Cards

Topps book from 1985 used for fake artifacts

When Topps arranged with Warner Books in 1985 to publish Topps Baseball Cards: A 35-Year History, it was a really neat addition for the hobby. It is a wonderful book of several hundred pages, exact number unknown, because there are no page numbers and no table of contents. Just little pictures of the fronts of all the regular-issue Topps baseball cards from 1951-85. I know I liked the idea so much that my wife bought it for me as soon as it came out, paying full retail, which I think was about $85, an extraordinary amount at the time. It is a component of this discussion that Warner Books printed enough of the coffee-table tomes so that the book would eventually wind up in the bargain bins, reaching, as I recall, all the way to $20 or so, and probably less than that in some places.
By Ben Sobieck
FEB 4, 2008

When Topps arranged with Warner Books in 1985 to publish Topps Baseball Cards: A 35-Year History, it was a really neat addition for the hobby. It is a wonderful book of several hundred pages, exact number unknown, because there are no page numbers and no table of contents. Just little pictures of the fronts of all the regular-issue Topps baseball cards from 1951-85.
I know I liked the idea so much that my wife bought it for me as soon as it came out, paying full retail, which I think was about $85, an extraordinary amount at the time. It is a component of this discussion that Warner Books printed enough of the coffee-table tomes so that the book would eventually wind up in the bargain bins, reaching, as I recall, all the way to $20 or so, and probably less than that in some places.

That’s hardly a reflection on the quality of the book, but merely an acknowledgement of the facts of life in the book-publishing biz. But the fact that it wound up at bargain prices was, no doubt, one of the major reasons that the various miscreants would soon descend upon the scene and begin performing their mischief.

I mention all this because the other day I got an e-mail from a subscriber in New Mexico who had recently obtained five plastic rings that were “made for a child’s finger, that have on them very small representations of 1955 Topps cards, in this case: Dick Groat, Wally Moon, Al Rosen, Ed Lopat and Babe Herman (see photo at right).”

He said he had been unable to locate a reference source to learn anything about the items or an estimated value.
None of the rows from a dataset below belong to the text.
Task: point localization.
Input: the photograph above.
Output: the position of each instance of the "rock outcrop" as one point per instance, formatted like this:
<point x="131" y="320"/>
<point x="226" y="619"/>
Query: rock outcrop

He also noted that the rings came in their own plastic bubble cases, according to him suggesting they were available through some kind of vending machine.

Once I got a look at the five “cards” that he attached to the e-mail, it took a fraction of a second to note that they came from the aforementioned Topps book. Like so many reprints, there’s a discernible cast that just jumps out at you. I had to inform the guy of the bad news, something I’ve had to do from time to time in connection with these “cards” clipped out of the book.
The other one I remember was quite a few years ago, maybe even as far back as the late 1990s. A collector sent the actual cards in, which made it even easier to figure out what had happened. The book had been chopped up, and in this instance it was the 1960 Topps section, with the images pasted on to gray cardboard backs. The collector told me that the cards had turned up in an estate sale, which would have helped lend an air of authenticity to them, except for the minor sticking point that they weren’t authentic.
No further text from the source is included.